The 71 per cent State-owned lender said before the Dublin stock market opened that it had agreed to sell €1 billion of non-performing loans (NPLs) against 5,000 assets, mainly made up of investment properties, to a group led by US distressed debt giant Cerberus.
The Irish Times previously reported that the original value of the portfolio, known as Project Beech, was €3.4 billion. While the bank never disclosed the original value of the loans, it said on Monday that €500 million of the loans ringfenced for sale were taken out as they were restructured, driven by “significant engagement” by borrowers in default.
Non-performing
The bank said that Project Beech ended up as a portfolio of 2,200 non-performing borrowers, about 95 per cent of whom were deemed to have been “non-performing” for more than two years, with 80 per cent in that category for over five years.
“While not categorised as a principal dwelling home (PDH) portfolio sale, for circa 10 per cent of customer connections, the PDH property has been included as it was cross-secured to wider commercial connected debt,” it said.
“In all of these cases, extensive and renewed efforts were made by AIB to engage with the customers, resulting in some customers being excluded where they availed of the opportunity to be restructured.”
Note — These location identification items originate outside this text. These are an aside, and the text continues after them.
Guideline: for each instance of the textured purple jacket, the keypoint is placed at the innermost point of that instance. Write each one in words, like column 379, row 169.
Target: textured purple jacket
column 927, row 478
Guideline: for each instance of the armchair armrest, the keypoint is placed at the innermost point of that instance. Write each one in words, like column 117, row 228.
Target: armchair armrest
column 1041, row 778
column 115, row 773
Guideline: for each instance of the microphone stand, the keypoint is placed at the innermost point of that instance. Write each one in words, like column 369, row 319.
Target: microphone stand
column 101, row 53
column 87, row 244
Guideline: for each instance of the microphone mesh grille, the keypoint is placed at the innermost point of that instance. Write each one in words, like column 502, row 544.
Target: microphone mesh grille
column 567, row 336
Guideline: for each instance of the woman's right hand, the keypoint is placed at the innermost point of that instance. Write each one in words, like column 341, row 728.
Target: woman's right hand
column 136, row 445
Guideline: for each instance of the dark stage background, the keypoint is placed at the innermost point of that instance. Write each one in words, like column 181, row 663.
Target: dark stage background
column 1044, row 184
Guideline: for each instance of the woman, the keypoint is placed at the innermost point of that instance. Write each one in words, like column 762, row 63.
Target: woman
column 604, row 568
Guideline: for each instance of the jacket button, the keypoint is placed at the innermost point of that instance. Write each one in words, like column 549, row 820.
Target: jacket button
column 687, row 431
While Permanent TSB and Ulster Bank have sold non-performing owner-occupier loans in the past year as banks come under increasing regulatory pressure to lower their bad debt ratios, this is understood that this is the first time AIB has included such loans in a portfolio sale. AIB sold a €1.1 billion pool of non-performing commercial and investment property loans last year to the Cerberus-led consortium. Both Cerberus deals also involved regulated debt-servicing firm Everyday Finance.
Surplus capital
AIB cut its NPLs from 16.1 per cent to 9.6 per cent of total loans over the course of this year, and has set its sights on beginning discussions with regulators on returning excess capital on its balance sheet to shareholders, led by the State, after it lowers the ratio to 5 per cent by the end of this year. Davy analysts estimate that the bank may have €2.5 billion of surplus capital on its balance sheet.
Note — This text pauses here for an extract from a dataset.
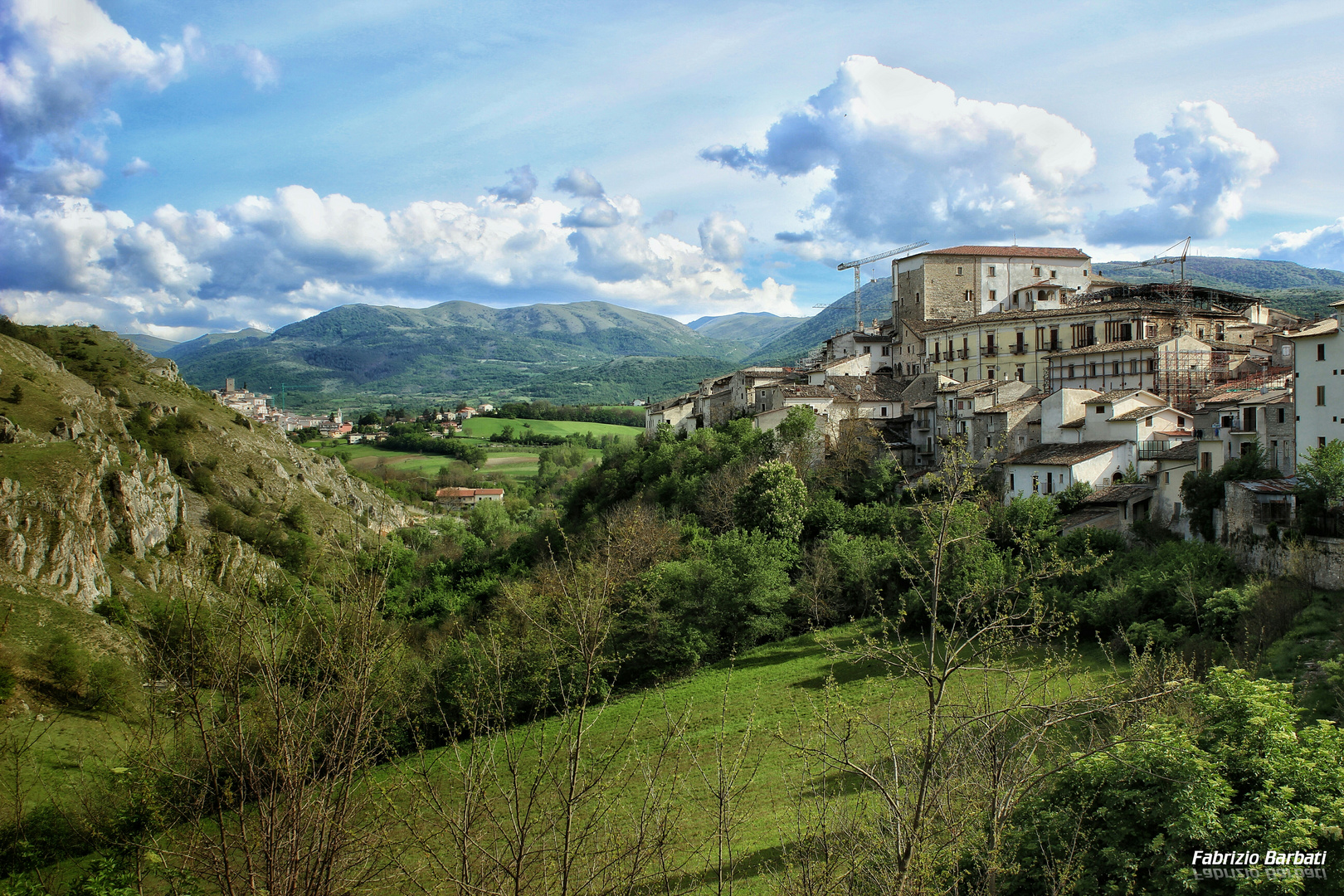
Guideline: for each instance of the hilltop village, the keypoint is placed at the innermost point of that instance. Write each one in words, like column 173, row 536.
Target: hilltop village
column 1023, row 358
The latest deal will reduce the NPLs ratio to about 8.2 per cent. Goodbody Stockbrokers analyst Eamonn Hughes said that the fact that AIB has forecast that the transaction will boost the group's capital levels "should provide reassurance in relation to the quality of the remaining" NPLs.
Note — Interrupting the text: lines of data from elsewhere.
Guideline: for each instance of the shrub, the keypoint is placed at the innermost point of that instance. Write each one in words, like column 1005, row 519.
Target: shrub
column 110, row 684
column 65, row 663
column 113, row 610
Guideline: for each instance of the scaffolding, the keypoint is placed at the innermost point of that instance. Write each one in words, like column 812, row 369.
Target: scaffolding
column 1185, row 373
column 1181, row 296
AIB has cut its NPLs from a peak of €31 billion in 2013 to €6.1 billion at the end of 2018. “Over 90 per cent of this progress was achieved through case by case restructuring and working with customers to rightsize sustainable debt based on customer affordability,” it said. “We continue to have circa 1,500 people working with customers who are in difficulty across the country and our preference remains to provide solutions through customer engagement on a case by case basis.”